Une entreprise du Saguenay est affectée par la pénurie de main-d'oeuvre

Jean Houle | TVA Nouvelles

Le Café du Presbytère de Chicoutimi fermera pour une période indéterminée à compter de samedi prochain, après 17 ans d'exploitation.

Celle qui a ouvert le Café en 2001, la chef cuisinière Nathalie Thibault, est épuisée. Les efforts pour recruter un autre chef cuisinier sont demeurés vains. Résultats, des semaines de travail interminables, en termes d'heure.

«Avec 55 heures par semaine, parfois plus, pour aller cueillir les produits en forêt...Ce n'est pas ce que je veux dans ma vie», a-t-elle dit.

Le restaurant est exploité par la coopérative Les Entreprises Jeunesses. L'été a été profitable pour les affaires, mais la clientèle s'annonce plus rare ces prochains mois. Le conseil d’administration a jugé qu'une fermeture indéfinie serait plus économique.
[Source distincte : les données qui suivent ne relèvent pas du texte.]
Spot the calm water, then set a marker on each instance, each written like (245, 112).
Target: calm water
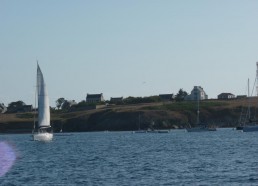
(225, 157)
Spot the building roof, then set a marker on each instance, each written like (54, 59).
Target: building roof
(94, 96)
(226, 94)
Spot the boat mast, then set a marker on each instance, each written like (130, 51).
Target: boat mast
(198, 107)
(249, 111)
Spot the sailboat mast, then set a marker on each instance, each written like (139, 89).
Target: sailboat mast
(198, 107)
(249, 111)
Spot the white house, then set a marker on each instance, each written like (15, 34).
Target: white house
(197, 93)
(94, 98)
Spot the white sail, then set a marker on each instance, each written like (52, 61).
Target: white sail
(43, 101)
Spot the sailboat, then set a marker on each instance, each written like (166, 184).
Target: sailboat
(251, 125)
(139, 129)
(42, 131)
(200, 127)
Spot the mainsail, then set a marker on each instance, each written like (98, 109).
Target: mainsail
(43, 101)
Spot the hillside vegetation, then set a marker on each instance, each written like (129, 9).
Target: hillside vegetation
(162, 115)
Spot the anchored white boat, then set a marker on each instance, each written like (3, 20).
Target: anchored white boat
(42, 130)
(200, 127)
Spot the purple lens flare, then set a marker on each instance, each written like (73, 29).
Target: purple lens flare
(7, 157)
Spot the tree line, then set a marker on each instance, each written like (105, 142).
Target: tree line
(63, 104)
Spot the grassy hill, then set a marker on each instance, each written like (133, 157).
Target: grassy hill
(167, 115)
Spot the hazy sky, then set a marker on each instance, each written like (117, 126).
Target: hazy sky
(126, 47)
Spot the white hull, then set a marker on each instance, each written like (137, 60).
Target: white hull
(250, 128)
(43, 136)
(200, 129)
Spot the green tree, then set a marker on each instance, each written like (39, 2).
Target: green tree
(180, 96)
(59, 102)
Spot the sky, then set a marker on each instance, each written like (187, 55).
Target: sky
(126, 48)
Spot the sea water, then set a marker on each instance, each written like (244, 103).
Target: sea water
(224, 157)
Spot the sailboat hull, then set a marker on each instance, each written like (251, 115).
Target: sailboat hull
(43, 136)
(200, 129)
(250, 128)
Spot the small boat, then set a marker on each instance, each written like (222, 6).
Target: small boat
(249, 125)
(200, 127)
(42, 131)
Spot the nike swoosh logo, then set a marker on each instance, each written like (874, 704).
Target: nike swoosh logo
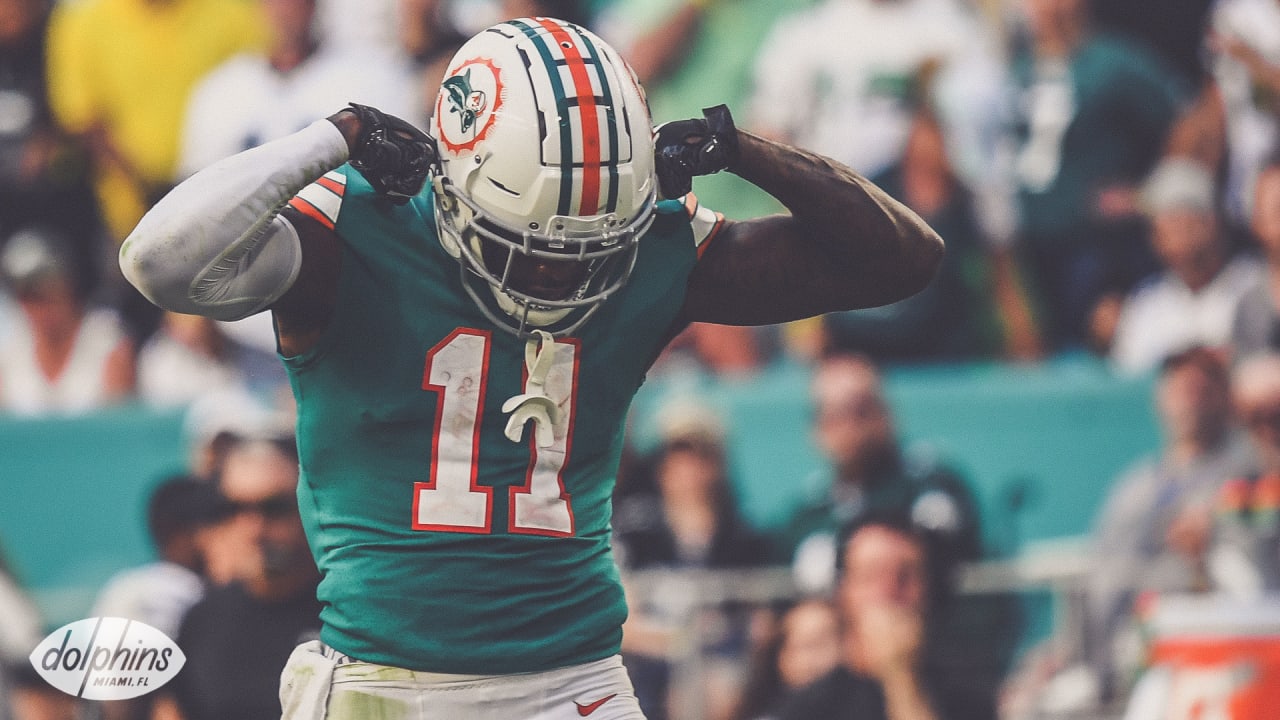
(584, 710)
Les problèmes de recrutement ont facilité la décision.

«On a vraiment du mal à recruter, même en ce qui concerne les tâches pour épauler notre chef», déplore la directrice générale Sonia Lemay.

«Il y en a qui ne sont même pas présentés au jour 1 de leur emploi, relate Nathalie Thibault. Des personnes âgées ont trouvé l'environnement trop stressant quand le restaurant était plein...et les jeunes ne veulent pas travailler le soir ou les fins de semaine.»

Le Café permet aussi la réinsertion socioprofessionnelle, entre autres pour les gens ayant eu des problèmes judiciaires. De jeunes adultes qui fréquentent les centres de formation professionnelle, par exemple, peuvent y trouver un emploi.

«On a des postes de plongeurs, de serveurs. On leur apprend le vivre-ensemble, la responsabilisation, le travail d'équipe, etc.», précise Sonia Lemay.

Le problème, c'est que même un partenaire comme Emploi-Québec éprouve du mal à trouver des candidats pour les référer au Café.

Réouverture espérée au printemps 2019 donc, en souhaitant disposer de la main-d'œuvre et d'un plan de marketing pour attirer les clients.

«La Café a toujours été fragile, mais on doit trouver une façon d'attirer la clientèle, souligne la directrice générale. On ne peut pas s'afficher sur la façade, qui est un bâtiment patrimonial. Il faut se publiciser.»

Si jamais la fermeture devient définitive, la cuisinière n'a pas l'intention de se replacer dans la restauration.